No entanto, Moraes entendeu que a medida ainda não pode ser aplicada. Segundo a decisão, apesar de o Congresso Nacional ter derrubado o veto, o texto ainda não foi promulgado, etapa necessária para que a proposta passe a ter validade jurídica. Por isso, o ministro considerou inviável revisar a condenação neste momento.
Condenação e atos de 8 de janeiro
Débora Rodrigues foi condenada pelo Supremo por crimes como abolição violenta do Estado Democrático de Direito, golpe de Estado, dano qualificado, deterioração de patrimônio tombado e associação criminosa armada. De acordo com a Polícia Federal, ela foi responsável por pichar a frase "Perdeu, mané" na estátua "A Justiça", localizada em frente à sede do STF, durante a invasão e depredação das sedes dos Três Poderes.
Desde março do ano passado, Débora cumpre prisão domiciliar. Inicialmente, a medida foi concedida enquanto ela aguardava julgamento.

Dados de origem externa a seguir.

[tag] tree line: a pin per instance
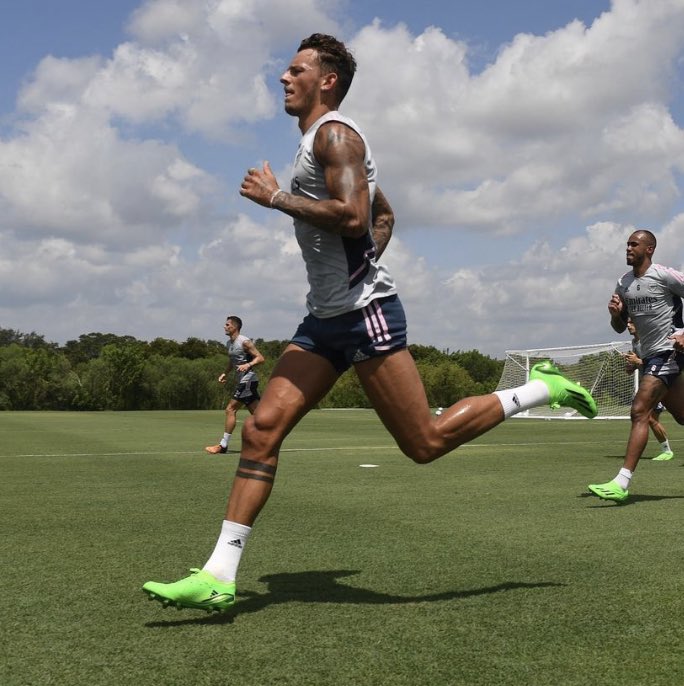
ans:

Após a condenação definitiva, em setembro, o benefício foi mantido por decisão do próprio Moraes.
Tramitação do PL da Dosimetria
O projeto que trata da dosimetria das penas foi aprovado pelo Congresso, mas havia sido vetado pelo presidente Luiz Inácio Lula da Silva. Na última quinta-feira (30), parlamentares derrubaram o veto. Na Câmara dos Deputados, foram 318 votos favoráveis à derrubada e 144 contrários. No Senado, o resultado foi de 49 votos a favor e 24 contra.
Com a decisão do Legislativo, o texto segue para promulgação. O presidente da República tem até 48 horas para sancionar a medida. Caso isso não ocorra, a atribuição passa ao presidente do Senado e, posteriormente, ao vice-presidente da Casa.
A nova regra só passará a valer após a promulgação e publicação oficial. Mesmo depois disso, a constitucionalidade da norma poderá ser analisada pelo Supremo Tribunal Federal.